Utility of the telephone interview for cognitive status for enrollment in clinical trials

Alzheimers Dement. 2006 Apr;2(2):104-9. doi: 10.1016/j.jalz.2006.02.004.

Abstract

Background: The modified Telephone Interview for Cognitive Status (TICS-m) assesses cognitive status via the telephone and has been used to recruit for clinical trials by screening for amnestic mild cognitive impairment (aMCI). The utility of screening for aMCI has not been validated, and it is unknown which questions best predict aMCI.

Methods: The Alzheimer's Disease Cooperative Study (ADCS) used the TICS-m to recruit for an aMCI clinical trial. If telephone respondents screened positive for aMCI on the TICS-m, they were referred to a clinical site where they were assessed for the operational criteria of aMCI. Univariate analyses identified the TICS-m questions that best predicted aMCI, creating a final model using forward stepwise logistic regression.

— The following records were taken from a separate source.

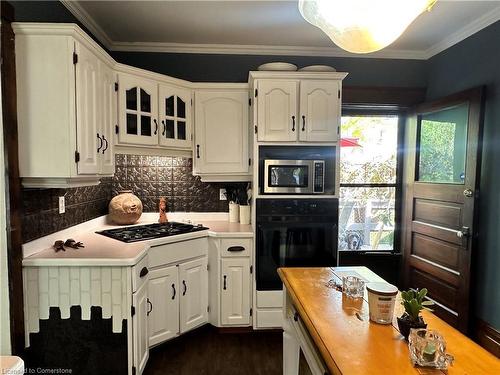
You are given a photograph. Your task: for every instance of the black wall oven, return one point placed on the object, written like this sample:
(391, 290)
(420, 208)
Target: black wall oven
(294, 233)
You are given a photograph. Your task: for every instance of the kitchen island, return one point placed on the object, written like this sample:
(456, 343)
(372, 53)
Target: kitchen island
(335, 335)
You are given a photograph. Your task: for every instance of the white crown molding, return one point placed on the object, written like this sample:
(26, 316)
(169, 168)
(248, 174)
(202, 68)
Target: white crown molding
(465, 32)
(87, 20)
(240, 49)
(236, 49)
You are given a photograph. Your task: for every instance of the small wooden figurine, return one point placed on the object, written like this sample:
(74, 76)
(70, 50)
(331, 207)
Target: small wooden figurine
(163, 210)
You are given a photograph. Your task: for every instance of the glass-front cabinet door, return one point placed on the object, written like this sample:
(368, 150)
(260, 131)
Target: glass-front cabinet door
(138, 100)
(175, 116)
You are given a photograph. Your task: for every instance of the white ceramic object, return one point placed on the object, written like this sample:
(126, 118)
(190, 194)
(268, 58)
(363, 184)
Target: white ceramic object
(245, 215)
(234, 212)
(381, 301)
(125, 208)
(278, 66)
(318, 68)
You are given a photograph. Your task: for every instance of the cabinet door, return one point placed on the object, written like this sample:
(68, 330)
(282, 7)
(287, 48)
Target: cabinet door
(138, 110)
(193, 285)
(87, 110)
(175, 117)
(221, 132)
(235, 294)
(319, 111)
(277, 110)
(109, 113)
(163, 292)
(140, 334)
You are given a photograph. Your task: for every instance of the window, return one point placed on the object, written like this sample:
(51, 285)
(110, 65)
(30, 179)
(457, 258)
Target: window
(368, 182)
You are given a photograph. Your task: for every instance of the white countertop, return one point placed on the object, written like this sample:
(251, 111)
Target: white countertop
(104, 251)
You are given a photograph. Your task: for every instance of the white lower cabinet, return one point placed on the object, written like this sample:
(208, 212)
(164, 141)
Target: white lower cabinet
(140, 336)
(235, 293)
(193, 277)
(163, 293)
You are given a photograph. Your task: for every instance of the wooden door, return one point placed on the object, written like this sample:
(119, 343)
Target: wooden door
(138, 110)
(108, 101)
(277, 115)
(140, 333)
(235, 294)
(175, 117)
(193, 284)
(163, 292)
(319, 111)
(87, 110)
(443, 165)
(221, 145)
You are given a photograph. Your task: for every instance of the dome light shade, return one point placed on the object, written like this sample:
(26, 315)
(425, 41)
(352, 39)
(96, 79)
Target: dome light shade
(363, 26)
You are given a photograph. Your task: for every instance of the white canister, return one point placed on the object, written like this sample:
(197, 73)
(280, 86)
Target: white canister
(381, 301)
(234, 212)
(245, 214)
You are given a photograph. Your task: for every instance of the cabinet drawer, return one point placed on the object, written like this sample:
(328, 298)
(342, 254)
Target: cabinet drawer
(140, 273)
(235, 247)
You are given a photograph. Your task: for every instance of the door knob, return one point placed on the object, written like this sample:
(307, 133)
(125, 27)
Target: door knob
(463, 233)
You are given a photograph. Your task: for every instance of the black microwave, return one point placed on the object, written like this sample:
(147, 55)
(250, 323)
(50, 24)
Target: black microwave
(294, 176)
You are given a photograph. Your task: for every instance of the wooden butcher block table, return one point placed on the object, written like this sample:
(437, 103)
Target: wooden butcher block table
(348, 343)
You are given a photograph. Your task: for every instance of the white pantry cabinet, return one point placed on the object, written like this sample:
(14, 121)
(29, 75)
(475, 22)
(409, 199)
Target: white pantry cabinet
(61, 83)
(297, 106)
(236, 291)
(221, 134)
(193, 277)
(164, 296)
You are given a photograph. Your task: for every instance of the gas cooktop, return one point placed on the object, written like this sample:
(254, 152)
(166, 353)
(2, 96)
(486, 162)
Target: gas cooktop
(150, 231)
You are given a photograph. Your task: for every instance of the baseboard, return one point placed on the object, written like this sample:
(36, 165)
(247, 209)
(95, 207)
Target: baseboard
(488, 337)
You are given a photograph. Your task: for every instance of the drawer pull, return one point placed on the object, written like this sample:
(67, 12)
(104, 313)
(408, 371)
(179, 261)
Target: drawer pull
(143, 272)
(235, 248)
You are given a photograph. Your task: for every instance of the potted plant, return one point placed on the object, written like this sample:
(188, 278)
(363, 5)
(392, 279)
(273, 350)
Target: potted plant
(413, 302)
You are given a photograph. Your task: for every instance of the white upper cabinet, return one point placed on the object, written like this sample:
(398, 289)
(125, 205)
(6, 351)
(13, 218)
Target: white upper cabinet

Results: Of 52,722 calls, 16,312 were screened for trial entry. Of these, 4,883 received the TICS-m. The 2,431 that screened positive for aMCI were referred to a clinic, and 527 arrived for clinical assessment. Of these, 266 met operational criteria for aMCI. The positive predictive value of the TICS-m in this population is 50.9% (95% confidence interval [CI], 46.2% to 54.8%). The final model included 5 variables: (1) 10-word list delayed recall (p < 0.001), (2) day of month (p = 0.002), (3) season (p = 0.009), (4) last name of current president (p = 0.020), and (5) month (p = 0.036). This model has a predictive accuracy of 0.61 (95% CI, 0.51 to 0.71) which is similar to the entire TICS-m. The predictive accuracy of the 10-word list delayed recall alone was 0.63 (95% CI, 0.54 to 0.72).

Conclusion: The TICS-m is not optimally efficient for recruitment of subjects for aMCI clinical trials. The 10-word delayed recall has a predictive accuracy similar to that of the entire TICS-m.